Jan 21, 2010:
This is the software renderer for Orkid I just started. It is a side project to address my interest in software renderers. I also have a practical need for it, and I will not be rushing this out. I made a simple raytracer for baking lightmaps in the last project I worked on and this renderer when finished will likely take its place. Previously, I had also tried using Pixie and Gelato (REYES renderers) for baking lightmaps, AO, etc…. And while they do work, they were buggy and the way they go about baking to a map with non overlapping UV’s is horribly inefficient. They are designed to render to a camera view or to a ‘spatial database’, and in either case you have to turn visibility culling and view based dicing off and they end up doing way too much work (time and memory) for what you need. The ideal baker rasterizes triangles directly into UV space. The ideal baker can still use raytracing or whatever other method it needs to compute the color, but the decision of which pixels to actually compute falls to the UV space rasterizer. I am sure these are issues that Turtle has had to deal with.
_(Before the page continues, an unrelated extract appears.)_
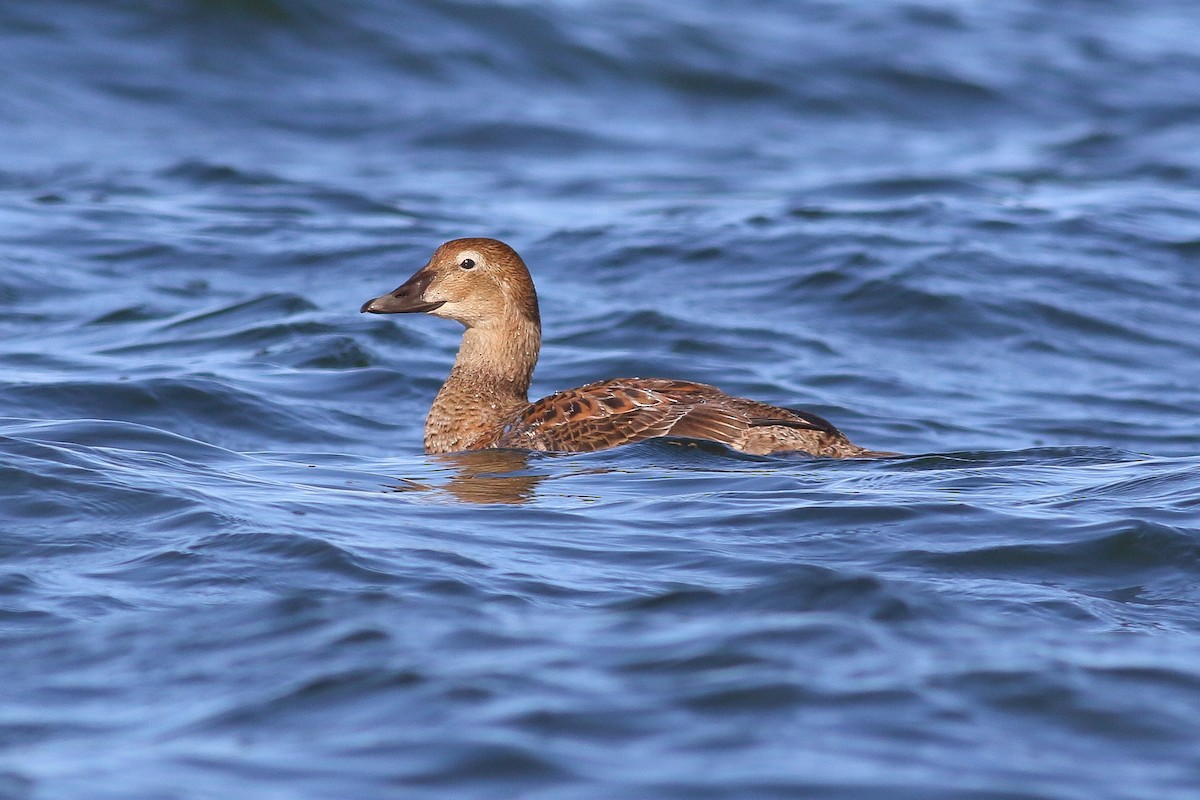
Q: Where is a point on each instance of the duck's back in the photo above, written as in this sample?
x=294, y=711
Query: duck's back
x=624, y=410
This renderer is heavily threaded via a thread pool with concurrent job queues and other atomic building blocks. The transformation pipeline is data parallel (fixed at 64 jobs). Each job handles 1/64th of the polys. Each transformation pipeline job distributes the poly to the appropriate tiles (buckets). Each bucket can atomically add polys without locks, so that each bucket can receive polys from multiple threads efficiently and concurrently. The tile rasterizers are also data parallel. The number of jobs is computed dynamically based on screensize. It divides the screen up into NxN pixel tiles (currently N=128). Task parallelism via the pipeline pattern is coming soon. It will require multi-buffered buckets.
It started out using a Z buffer, recently I switched to a REYES style A buffer/Compositor/Hider for per pixel z sorted translucent fragment lists. I will probably end up making it configurable, the Z buffer is much faster and will still come in handy sometimes. A Renderman like shader language or environment is planned. I plan on doing light shaders, surface shaders, atmospheric and volume shaders. I’m not sold on displacement shaders yet (normalmaps seem fine for the kind of things I plan on using this for).. I will also add in a trace family of functions for ray-tracing, AO and SSS baking.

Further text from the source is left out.